10 things we learned from choosing chatbots as a theme for our rare disease hackathon
Description of the natural history of ultra-rare paediatric tumours
This weekend the Share4Rare hackathon RareHacks took place in Barcelona. During these three days, over 45 data scientists, computer scientists and clinicians joined forces in response to the needs of the rare disease community, focusing on paediatric melanoma. During this short, intense period of time, 6 teams created the fundamentals of a chatbot to solve rare disease challenges.
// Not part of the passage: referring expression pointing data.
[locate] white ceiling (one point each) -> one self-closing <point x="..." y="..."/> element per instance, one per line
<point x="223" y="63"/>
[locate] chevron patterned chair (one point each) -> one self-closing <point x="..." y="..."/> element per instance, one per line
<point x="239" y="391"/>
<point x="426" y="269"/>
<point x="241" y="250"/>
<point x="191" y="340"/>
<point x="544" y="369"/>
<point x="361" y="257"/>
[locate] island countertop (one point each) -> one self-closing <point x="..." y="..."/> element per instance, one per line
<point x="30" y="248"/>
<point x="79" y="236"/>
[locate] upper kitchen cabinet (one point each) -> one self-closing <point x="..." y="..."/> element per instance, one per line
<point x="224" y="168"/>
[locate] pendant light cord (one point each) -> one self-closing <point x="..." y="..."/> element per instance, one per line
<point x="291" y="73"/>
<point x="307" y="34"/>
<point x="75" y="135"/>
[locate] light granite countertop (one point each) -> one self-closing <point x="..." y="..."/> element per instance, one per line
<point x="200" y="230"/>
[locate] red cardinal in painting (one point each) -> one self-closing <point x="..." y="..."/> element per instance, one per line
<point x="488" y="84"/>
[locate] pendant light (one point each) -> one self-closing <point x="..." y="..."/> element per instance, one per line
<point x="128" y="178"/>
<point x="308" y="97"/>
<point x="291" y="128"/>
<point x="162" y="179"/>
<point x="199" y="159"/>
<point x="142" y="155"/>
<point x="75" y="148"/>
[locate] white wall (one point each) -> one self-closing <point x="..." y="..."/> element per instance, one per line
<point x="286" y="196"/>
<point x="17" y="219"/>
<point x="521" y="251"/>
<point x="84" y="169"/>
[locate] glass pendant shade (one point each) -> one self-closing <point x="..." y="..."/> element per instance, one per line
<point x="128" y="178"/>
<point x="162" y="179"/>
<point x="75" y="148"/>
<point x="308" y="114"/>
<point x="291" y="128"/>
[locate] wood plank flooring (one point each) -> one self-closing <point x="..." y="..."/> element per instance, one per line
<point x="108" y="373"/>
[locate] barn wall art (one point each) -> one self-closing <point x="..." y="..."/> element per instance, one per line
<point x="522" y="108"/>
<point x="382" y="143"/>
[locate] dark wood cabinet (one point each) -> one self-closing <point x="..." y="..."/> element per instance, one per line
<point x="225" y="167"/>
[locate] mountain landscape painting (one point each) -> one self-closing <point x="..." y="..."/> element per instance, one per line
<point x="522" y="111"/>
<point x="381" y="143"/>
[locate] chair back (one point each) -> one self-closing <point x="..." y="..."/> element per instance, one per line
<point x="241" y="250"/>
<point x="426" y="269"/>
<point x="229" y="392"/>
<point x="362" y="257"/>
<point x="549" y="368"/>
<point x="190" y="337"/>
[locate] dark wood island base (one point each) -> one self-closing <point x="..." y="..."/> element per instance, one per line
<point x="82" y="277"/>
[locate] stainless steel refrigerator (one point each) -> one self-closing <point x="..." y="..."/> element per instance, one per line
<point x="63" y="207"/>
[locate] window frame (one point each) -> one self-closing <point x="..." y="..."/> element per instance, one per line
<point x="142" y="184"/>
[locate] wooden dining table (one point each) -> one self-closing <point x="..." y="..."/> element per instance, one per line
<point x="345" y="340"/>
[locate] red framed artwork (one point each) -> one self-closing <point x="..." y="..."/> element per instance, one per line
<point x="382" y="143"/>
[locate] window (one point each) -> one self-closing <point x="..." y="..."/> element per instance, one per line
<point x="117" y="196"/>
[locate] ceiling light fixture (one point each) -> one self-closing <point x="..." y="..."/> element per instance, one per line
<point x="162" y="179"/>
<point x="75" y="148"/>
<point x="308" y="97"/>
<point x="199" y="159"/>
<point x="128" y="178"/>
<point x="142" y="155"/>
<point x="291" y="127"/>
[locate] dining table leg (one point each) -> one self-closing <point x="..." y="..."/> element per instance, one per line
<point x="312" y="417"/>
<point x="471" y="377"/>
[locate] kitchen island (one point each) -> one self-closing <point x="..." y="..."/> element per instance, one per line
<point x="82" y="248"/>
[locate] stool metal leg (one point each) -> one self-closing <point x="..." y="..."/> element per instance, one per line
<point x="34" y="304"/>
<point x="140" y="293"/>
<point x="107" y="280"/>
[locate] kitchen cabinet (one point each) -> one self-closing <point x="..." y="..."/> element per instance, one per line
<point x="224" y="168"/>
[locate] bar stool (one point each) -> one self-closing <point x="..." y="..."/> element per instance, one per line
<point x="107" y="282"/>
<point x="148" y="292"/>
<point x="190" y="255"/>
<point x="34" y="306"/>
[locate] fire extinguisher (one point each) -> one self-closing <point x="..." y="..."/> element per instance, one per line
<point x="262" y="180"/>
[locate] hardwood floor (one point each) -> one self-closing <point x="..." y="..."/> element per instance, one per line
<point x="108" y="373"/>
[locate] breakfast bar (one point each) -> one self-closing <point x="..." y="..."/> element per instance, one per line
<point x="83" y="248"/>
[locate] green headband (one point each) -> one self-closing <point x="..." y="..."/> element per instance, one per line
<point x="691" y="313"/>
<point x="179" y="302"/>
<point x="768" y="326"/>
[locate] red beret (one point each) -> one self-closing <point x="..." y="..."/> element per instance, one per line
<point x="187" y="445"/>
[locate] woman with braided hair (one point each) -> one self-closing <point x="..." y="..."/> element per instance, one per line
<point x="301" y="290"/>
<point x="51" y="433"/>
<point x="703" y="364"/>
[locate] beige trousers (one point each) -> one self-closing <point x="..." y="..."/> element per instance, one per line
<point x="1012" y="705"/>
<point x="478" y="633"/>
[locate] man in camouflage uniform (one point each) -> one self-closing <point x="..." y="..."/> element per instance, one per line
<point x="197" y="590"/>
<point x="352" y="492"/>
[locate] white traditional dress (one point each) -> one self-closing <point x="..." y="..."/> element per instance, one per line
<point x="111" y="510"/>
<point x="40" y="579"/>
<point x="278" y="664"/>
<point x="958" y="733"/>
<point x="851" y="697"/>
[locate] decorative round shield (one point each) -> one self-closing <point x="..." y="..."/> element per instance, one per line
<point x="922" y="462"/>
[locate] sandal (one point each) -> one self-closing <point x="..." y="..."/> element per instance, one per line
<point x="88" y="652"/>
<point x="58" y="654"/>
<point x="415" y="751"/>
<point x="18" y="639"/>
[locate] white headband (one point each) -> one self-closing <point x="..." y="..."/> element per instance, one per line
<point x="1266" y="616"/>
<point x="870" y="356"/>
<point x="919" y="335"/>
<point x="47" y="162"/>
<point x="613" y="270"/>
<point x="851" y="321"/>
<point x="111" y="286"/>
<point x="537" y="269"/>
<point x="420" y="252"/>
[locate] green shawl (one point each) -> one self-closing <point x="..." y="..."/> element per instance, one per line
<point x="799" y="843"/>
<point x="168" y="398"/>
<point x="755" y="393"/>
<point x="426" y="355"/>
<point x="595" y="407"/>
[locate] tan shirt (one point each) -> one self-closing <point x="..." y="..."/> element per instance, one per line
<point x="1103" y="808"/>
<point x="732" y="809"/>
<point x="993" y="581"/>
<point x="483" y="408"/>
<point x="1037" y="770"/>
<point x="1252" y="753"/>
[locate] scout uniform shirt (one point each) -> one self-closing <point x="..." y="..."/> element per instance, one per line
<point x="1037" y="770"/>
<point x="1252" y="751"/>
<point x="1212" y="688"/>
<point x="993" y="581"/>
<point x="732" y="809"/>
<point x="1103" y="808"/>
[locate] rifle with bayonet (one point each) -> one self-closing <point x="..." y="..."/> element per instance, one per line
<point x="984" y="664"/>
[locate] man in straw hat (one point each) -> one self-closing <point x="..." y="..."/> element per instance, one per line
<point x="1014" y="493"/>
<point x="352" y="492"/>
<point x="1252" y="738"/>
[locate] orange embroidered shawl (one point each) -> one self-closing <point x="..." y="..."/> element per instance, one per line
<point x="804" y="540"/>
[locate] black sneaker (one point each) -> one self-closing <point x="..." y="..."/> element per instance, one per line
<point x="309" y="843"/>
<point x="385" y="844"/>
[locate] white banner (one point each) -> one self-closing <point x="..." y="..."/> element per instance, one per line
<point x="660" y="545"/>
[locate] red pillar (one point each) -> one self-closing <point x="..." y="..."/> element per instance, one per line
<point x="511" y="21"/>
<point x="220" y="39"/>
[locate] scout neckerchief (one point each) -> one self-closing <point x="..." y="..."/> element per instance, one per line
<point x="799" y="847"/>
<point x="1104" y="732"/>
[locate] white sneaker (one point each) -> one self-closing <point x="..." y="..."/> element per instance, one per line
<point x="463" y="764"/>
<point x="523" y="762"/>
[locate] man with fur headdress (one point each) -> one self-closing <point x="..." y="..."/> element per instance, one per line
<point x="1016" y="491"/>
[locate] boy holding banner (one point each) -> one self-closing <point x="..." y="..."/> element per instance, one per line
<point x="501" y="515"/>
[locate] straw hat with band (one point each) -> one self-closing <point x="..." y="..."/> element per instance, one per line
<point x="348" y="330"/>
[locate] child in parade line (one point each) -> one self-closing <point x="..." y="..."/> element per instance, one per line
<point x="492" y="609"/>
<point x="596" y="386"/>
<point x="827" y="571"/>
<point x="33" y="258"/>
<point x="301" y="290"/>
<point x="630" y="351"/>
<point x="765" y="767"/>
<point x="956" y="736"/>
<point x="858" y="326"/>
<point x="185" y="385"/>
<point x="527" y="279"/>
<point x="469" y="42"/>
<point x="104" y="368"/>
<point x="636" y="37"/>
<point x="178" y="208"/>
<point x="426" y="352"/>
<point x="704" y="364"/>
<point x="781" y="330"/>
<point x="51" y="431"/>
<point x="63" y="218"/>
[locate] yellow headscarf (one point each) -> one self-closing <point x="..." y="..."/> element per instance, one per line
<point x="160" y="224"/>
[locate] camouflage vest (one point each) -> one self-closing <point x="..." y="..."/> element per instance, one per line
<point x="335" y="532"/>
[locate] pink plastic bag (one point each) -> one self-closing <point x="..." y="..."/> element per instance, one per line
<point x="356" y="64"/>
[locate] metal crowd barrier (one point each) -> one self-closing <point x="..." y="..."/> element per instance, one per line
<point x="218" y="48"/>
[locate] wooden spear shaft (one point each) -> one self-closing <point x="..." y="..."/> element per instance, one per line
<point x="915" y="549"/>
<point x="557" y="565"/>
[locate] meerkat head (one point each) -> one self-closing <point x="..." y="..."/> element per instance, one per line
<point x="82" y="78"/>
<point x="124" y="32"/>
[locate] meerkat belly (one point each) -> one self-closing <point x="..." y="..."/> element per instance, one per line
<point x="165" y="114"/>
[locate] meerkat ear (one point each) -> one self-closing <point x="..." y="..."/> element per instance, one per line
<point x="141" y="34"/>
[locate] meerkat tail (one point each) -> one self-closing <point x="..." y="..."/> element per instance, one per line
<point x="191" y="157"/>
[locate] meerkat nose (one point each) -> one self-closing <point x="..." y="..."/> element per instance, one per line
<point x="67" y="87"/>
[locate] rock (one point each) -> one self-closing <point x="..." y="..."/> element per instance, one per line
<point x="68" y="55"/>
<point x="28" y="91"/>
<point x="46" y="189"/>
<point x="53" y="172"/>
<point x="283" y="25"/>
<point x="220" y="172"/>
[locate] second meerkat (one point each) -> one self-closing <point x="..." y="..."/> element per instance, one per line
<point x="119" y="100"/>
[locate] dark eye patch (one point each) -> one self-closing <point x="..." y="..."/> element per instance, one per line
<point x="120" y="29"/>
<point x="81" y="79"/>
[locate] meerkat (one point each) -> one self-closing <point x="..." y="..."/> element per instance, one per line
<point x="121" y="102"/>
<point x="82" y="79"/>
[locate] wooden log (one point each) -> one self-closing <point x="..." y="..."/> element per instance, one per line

Let’s take a moment just to recap all that we have learned:
1. Choose your time wisely
Usually, rare disease parents can make time on Friday and on the weekends to get online and answer questions when you reach out to them. This generates a fast turnaround and quick answers to your questions.
2. Time tag everything
The field of rare disease research advances fast. It can occur that a therapy already is approved but not listed as such, or new trials are missing. It is essential to date every piece of rare disease data you find, so patients know the information is up to date.
3. Validate your entry points
One of the biggest challenges in rare disease hackathons is to find enough and validated sources of data. Although Orphanet is a large rare disease database, it misses rare early onsets of adult non-rare conditions. Unfortunately, this makes up 80% of paediatric melanomas.
4. Be aware of possible mismatches
Especially in the case of melanoma –the rare condition we were working with– symptoms can go anywhere. This makes symptoms hard to classify. Rule of rarity: if it walks like a duck and talks like a duck, it still might be something else.
5. Do not reinvent the wheel
Especially in a pressure cooker hackathon where time and resources are scarce, you do not want to invest too much in writing your own code. Tap into Python’s existing libraries or use scrapping to collect and combine current knowledge to advance faster.
6. You don’t know what you don’t ask
Rare disease parents sometimes do not know what to ask. For example, you cannot ask for clinical trials if you are not aware they exist. A chatbot also serves an educational purpose: to anticipate the next step and pave the way.
7. Build on empathy
Yes, rare disease families want answers. However, if you push an answer too fast (for example, by providing information on clinical trials when they just received diagnosis), a chatbot might come over as insensitive.
8. Define roles & set expectations
You need at least one data scientist, clinical researcher and a computer scientist to collaborate in one team. To avoid hitting the development wall, a clear task definition or appointing a project manager might come in handy.
9. Engage everyone
Whether this is a hackathon newbie who might think they are too inexperienced to contribute or programmers who usually work in another language, there is always a way to involve the whole team in the process.
10. Incorporate clinical knowledge
A patient representative or clinical practitioner can help define which part of the challenge your team can focus on and can help to deal with medical information or terms. Especially at the start of the hackathon, ask as many questions as possible to gain a deeper understanding of the subject.